Novel::Robot::Parser

type

support robot ouput file type, 支持小说输出形式

Novel::Robot::Packer

INSTALL

for example, on debian, 以debian环境为例

    $ apt-get install parallel ansible calibre cpanminus
    $ cpanm Novel::Robot

example

    get_novel.pl -u "http://www.jjwxc.net/onebook.php?novelid=14838" -t epub
    get_novel.pl -u "http://www.jjwxc.net/onebook.php?novelid=14838" -o mytest.epub
    get_novel.pl -u "http://www.jjwxc.net/onebook.php?novelid=14838" -o abc.epub -i 1-3

ARG

    -s : site, 指定站点

    -u : book url,小说url

    -w : writer name 作者名
    -b : book name,书名
    -f : txt file / txt file dir, 指定文本文件来源(可以是单个目录或文件)
    -c : firefox cookies.sqlite / netscape HTTP cookie file / cookie string, details in Novel::Robot::Browser

    -t : packer type (html/txt), 小说保存类型,例如txt/html
    -o : output packer filename, 保存的小说文件名

    -i : min_item_num-max_item_num, 只取 x-y 章/楼
    -j : min_page_num-max_page_num, 只取 x-y 页

    -D : only print info, not download, 只输出信息,不下载
    -v : verbose
    --progress: 显示进度条(默认不显示)

    --use_chrome      : use chrome dump_dom, only support GET method
    --with_toc        : 小说保存时是否生成目录(默认是)
    --grep_content    : 提取关键字
    --filter_content  : 过滤关键字
    --only_poster     : 贴子只看楼主
    --min_content_word_num : 贴子每楼层最小字数
    --max_process_num : 进程个数 
    --chapter_regex: 指定分割章节的正则表达式(例如:"第[ \\t\\d]+章")

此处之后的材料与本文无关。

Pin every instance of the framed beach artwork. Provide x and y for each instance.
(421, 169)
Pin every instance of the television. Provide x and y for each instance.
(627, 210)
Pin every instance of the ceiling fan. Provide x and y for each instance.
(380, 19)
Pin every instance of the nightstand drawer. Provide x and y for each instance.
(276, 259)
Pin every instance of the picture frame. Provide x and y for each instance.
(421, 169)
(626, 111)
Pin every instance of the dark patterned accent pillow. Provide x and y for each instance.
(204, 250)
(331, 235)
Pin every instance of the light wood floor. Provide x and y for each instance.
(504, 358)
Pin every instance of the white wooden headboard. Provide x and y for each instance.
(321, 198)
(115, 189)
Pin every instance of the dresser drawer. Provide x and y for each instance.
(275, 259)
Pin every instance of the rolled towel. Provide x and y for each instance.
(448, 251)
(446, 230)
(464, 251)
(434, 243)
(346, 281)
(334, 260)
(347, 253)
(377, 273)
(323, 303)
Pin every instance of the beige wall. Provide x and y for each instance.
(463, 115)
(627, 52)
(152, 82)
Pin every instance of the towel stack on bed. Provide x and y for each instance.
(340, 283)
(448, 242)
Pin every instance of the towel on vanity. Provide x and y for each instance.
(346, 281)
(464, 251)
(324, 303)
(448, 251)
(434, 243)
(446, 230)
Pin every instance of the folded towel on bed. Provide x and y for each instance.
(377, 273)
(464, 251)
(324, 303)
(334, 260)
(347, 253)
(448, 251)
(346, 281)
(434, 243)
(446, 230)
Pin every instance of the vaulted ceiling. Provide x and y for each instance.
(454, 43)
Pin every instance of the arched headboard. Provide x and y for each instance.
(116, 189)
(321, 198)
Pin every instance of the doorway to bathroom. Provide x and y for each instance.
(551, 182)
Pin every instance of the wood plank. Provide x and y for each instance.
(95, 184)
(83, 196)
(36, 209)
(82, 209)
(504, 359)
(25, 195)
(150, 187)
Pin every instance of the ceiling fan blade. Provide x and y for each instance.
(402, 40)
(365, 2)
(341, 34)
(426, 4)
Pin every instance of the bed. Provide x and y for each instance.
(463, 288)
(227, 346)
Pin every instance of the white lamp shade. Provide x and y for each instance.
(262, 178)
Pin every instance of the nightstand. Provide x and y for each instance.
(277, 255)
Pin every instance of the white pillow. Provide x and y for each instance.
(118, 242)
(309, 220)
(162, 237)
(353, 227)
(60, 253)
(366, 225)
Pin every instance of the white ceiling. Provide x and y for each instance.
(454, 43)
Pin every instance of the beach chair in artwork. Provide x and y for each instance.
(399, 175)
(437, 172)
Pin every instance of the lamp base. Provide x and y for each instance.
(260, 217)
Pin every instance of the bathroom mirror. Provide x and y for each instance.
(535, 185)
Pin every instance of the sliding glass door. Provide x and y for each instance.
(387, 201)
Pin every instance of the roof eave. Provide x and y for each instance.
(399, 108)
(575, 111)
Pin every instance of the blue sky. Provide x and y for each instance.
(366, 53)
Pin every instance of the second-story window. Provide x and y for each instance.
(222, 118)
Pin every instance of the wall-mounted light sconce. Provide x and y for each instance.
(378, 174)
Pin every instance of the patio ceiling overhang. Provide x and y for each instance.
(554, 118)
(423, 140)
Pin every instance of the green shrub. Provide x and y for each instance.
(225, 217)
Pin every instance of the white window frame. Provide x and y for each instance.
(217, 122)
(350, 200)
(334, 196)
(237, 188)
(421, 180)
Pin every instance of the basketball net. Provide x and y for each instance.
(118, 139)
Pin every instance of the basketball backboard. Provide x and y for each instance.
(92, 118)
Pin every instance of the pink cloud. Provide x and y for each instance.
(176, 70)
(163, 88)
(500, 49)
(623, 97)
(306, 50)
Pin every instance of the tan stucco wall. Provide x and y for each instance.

    --item_list_path : xpath to extract item_list, 提取item_list的路径
    --content_path    : xpath to extract content, 提取content的路径
    --writer_path     : xpath to extract writer, 提取writer的路径
    --book_path       : xpath to extract book, 提取book的路径
    --content_regex   : regex to extract content, 提取content的正则
    --writer_regex    : regex to extract writer, 提取writer的正则
    --book_regex      : regex to extract book, 提取book的正则

    -B : board_url / board_id  版块url,或版块编号
    -q : query type, 查询类型
    -k : query keyword, 查询关键字

download novel

download novel from url

下载小说

    get_novel.pl -u [url] -t [type] -i [min_item_num-max_item_num] --cookie [cookie] -o [dst_file/dst_dir]
    get_novel.pl -u [小说目录页url] -t [目标文件类型] -i [起止章节号] --cookie [cookie登录信息] -o [目标文件名/目标文件夹]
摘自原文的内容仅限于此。